As we look towards the successes of the Finnish education system it is worth pointing out that their elementary school children have 75 minutes per day of unstructured recess and playtime. I recall when I was an assistant principal in Australia, the teachers complained that during the 45 minutes of lunch time free play there seemed to be a spike in small injuries. Disagreements in the playground increased during the final fifteen minute period. They wanted to cut the playtime to thirty minutes, matching the thirty minutes of free play that all the children had mid-morning. The request was taken to School Council where the parent members roundly dismissed the request. “Play time is when my kids learn all about team work, negotiation, and cooperation. If there’s no friction, there’s no need to learn how to compromise”, argued one father. So we maintained the daily 75 minutes of free, unstructured play.

It came as quite a shock to discover in the last school that I led that the school district permitted only 20 minutes each day for recess. The school near my house had done away with recess altogether. I was also surprised when some of my teachers complained that the children kept running into things and each other during recess, so I went outside several times to specifically focus on this.

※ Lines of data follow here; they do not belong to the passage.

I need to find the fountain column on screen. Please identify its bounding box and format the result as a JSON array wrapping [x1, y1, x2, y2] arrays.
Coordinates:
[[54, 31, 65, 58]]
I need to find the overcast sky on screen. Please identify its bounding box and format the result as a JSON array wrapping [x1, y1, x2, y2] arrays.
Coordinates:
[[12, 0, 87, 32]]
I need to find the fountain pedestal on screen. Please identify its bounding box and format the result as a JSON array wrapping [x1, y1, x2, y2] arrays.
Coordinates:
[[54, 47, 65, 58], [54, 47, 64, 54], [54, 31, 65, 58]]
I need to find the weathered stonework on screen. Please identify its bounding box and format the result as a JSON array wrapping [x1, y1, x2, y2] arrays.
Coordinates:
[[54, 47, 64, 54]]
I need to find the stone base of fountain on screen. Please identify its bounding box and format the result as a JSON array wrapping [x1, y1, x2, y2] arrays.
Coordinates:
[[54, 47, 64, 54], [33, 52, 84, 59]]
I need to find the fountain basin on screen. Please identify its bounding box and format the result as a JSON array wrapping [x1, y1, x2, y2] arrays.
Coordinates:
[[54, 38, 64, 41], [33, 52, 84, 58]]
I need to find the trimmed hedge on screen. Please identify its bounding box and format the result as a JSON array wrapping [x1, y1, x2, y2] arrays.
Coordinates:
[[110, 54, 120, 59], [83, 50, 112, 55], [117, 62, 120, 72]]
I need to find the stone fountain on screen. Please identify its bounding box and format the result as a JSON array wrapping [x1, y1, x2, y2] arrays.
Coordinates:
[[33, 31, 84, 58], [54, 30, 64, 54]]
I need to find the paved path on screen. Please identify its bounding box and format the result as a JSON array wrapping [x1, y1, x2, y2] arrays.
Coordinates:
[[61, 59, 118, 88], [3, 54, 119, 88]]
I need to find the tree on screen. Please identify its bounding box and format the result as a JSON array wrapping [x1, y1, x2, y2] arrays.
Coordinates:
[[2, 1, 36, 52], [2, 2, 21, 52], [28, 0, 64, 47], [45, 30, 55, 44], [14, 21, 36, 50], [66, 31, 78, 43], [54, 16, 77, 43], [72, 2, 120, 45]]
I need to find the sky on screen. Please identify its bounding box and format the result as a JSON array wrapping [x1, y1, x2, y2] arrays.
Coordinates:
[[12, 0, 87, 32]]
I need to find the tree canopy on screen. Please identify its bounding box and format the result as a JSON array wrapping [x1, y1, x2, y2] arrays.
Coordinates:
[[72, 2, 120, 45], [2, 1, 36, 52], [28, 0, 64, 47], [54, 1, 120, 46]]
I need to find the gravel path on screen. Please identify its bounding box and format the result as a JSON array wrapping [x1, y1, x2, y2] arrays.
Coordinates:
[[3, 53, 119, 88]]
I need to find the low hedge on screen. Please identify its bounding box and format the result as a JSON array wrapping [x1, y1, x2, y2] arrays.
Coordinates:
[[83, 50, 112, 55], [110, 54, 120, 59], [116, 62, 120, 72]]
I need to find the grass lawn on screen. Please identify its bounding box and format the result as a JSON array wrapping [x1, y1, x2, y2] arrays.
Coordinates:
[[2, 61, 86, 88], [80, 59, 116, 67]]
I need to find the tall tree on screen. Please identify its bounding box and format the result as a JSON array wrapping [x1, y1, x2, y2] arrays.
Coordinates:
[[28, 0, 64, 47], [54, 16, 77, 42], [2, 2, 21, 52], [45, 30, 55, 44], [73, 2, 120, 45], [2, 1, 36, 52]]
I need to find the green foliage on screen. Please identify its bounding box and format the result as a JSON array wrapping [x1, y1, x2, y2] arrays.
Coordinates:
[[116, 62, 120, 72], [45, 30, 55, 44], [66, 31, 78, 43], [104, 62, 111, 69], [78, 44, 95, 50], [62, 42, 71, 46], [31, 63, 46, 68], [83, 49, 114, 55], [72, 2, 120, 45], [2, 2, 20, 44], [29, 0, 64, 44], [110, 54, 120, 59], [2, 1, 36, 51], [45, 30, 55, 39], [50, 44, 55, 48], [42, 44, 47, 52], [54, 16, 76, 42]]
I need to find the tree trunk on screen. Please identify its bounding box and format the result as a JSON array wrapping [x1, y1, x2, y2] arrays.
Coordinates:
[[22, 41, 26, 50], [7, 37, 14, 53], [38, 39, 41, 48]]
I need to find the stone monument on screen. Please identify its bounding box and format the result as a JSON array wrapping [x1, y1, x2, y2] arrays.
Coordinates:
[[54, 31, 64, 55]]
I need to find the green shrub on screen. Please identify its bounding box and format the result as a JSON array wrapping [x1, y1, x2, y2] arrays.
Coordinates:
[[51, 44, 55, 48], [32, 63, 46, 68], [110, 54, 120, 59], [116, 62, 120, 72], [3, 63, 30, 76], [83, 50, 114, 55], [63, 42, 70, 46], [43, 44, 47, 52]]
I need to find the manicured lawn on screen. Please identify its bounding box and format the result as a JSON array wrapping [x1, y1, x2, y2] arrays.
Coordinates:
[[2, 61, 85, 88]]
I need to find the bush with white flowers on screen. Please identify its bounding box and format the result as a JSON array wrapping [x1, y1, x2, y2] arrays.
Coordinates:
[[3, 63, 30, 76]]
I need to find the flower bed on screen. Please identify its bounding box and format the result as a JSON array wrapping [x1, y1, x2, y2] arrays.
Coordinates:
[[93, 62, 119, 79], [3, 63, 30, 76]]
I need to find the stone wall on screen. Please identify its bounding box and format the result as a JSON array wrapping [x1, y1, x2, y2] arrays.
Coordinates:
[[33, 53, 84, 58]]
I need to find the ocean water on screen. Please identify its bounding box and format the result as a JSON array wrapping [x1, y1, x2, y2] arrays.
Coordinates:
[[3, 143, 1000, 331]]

They were right. The kids walked down the steps and then broke into a run that often resulted in collisions. Why? My observations persuaded me that they were so pent up that they were like springs suddenly released when they hit the open spaces. They also had so little experience with physical play that they had not learned how to play actively around one another.

What are we doing to our youngest children when we keep them penned up in classrooms for 6 or 7 hours a day? They walk in carefully monitored, silent lines from classroom to lunch room and back again. They largely remain seated and hopefully following instructions while they are in the classroom. At the end of the day they line up for the bus, sit quietly (I’m being hopeful again!) on the bus until they get home. This amounts to an eight hour day with 15 minutes of running around!

We are training our children to be compliant because we are refusing to allow them the freedom to sort things out for themselves. Playgrounds are the places where children learn what is fair and what the consequences will be if you act unfairly. They learn how to take turns and what happens to them when they won’t. Children learn how to function as social beings in the playground, not in the classroom where the teacher arranges, resolves and manages everything.

In schools where children have extended unstructured play times the supervising teachers provided constant support as the kids learn how to negotiate and compromise. How many times have I sat on a seat outside with a crying, outraged child sitting next to me? We would explore what had led to the crisis, talk about possible solutions and then I would send the child back into the group to re-establish himself, with a lesson or two hopefully learned through experience.

The world is a very deep pool indeed, and many of the pressures and problems of the ‘real world’ exist in the hustle bustle of the playground and not in the classroom. As educators we should be providing the opportunities for children to learn how to safely stay afloat in the shallows of the playground, teaching them the things they need in order to survive successfully when they move into the deeper waters of the world outside school, when they will no longer have our protective arms to keep them afloat.

What do you think? What is your experience now and how does it compare with when you went to school?